Justice

Cameroun : Maurice Kamto n’a toujours pas été notifié des motifs de son arrestation

Maurice Kamto, le 8 octobre 2018 à son QG de Yaoundé. © REUTERS/Zohra Bensemra

Les charges ayant conduit à l’arrestation de l'opposant Maurice Kamto, président du Mouvement pour la renaissance du Cameroun (MRC), demeurent inconnues. Ses avocats dénoncent une « procédure illégale ».

Plus de vingt quatre heures après son interpellation à Douala, Maurice Kamto n’avait,  ce mercredi matin, toujours pas été notifié des raisons de son arrestation, a appris Jeune Afrique de sources concordantes. Les avocats du président national du MRC affirment par ailleurs avoir été empêchés de rencontrer leur client, qui n’a eu droit qu’à une visite d’un membre de sa famille depuis son transfert à Yaoundé.

Dans les locaux du GSO

Maurice Kamto a passé sa deuxième nuit de garde à vue dans les locaux du Groupement d’intervention opérationnel (GSO), où il a dormi sur un matelas posé sur le sol. Si tout indique que  l’opposant camerounais n’a subi aucune violence physique, sa nuit aurait été perturbée à plusieurs reprises par les agents du GSO, « parfois pour des raisons fallacieuses », indique l’un de nos sources, sous couvert d’anonymat.


>>> À LIRE – Cameroun : indignation de l’opposition après l’arrestation de Maurice Kamto


« Il s’agit ni plus ni moins d’une arrestation arbitraire.
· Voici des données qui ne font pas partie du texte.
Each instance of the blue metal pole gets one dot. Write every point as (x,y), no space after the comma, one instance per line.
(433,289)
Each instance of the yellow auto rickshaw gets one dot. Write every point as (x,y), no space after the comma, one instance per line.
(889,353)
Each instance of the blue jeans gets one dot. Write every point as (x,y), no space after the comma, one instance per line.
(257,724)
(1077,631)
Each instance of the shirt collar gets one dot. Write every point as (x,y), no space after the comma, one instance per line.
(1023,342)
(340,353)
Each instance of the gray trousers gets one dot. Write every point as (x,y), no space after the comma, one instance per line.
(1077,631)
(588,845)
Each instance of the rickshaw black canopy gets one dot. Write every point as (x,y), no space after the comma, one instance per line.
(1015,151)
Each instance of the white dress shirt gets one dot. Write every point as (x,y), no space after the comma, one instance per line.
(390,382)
Sinon, comment peut-on interpeller quelqu’un à son domicile, le placer en garde à vue, avant de chercher le motif de sa détention ? », a dénoncé Olivier Bibou Nissack, le porte-parole de Maurice Kamto, joint mercredi par Jeune Afrique.

Dans un communiqué rendu public le 29 janvier, l’ONG Amnesty international a dénoncé une « intensification de la répression à l’encontre de l’opposition et des militants des droits de l’homme au Cameroun », réclamant une libération « sans conditions des personnes arrêtées.

Vers un front commun de l’opposition ?

Le Syndicat national des journalistes du Cameroun, dont deux des membres, Theodore Tchopa et David Eyegueont, été interpellés alors qu’ils couvraient l’arrestation du leader du MRC, a demandé leur libération immédiate. « Leur interpellation est le fait d’une confusion », a regretté le syndicat dans un communiqué, rappelant que « le terrain demeure la principale source d’information du journaliste et sa présence en ce lieu ne saurait être considérée comme un crime ».

Passée la vague d’indignation qui s’est levée dans les heures qui ont suivi les arrestations, les acteurs de l’opposition envisagent désormais rallier le MRC lors du second acte de la « marche blanche », annoncé pour le samedi 2 février. Plusieurs responsables du  Social Democratic Front (SDF) et du Cameroon People Party (CPP) se sont dit prêts à rejoindre ce mouvement, ce qui augure de nouvelles manifestations agitées à travers le pays. « Nous attendons la réaction des partis politiques afin d’arrêter ensemble la stratégie pour la poursuite victorieuse des « marches blanches » engagées depuis le 26 janvier et qui se poursuivront les 2 et 9 février 2019 », peut-on lire dans un communiqué du MRC diffusé ce mercredi.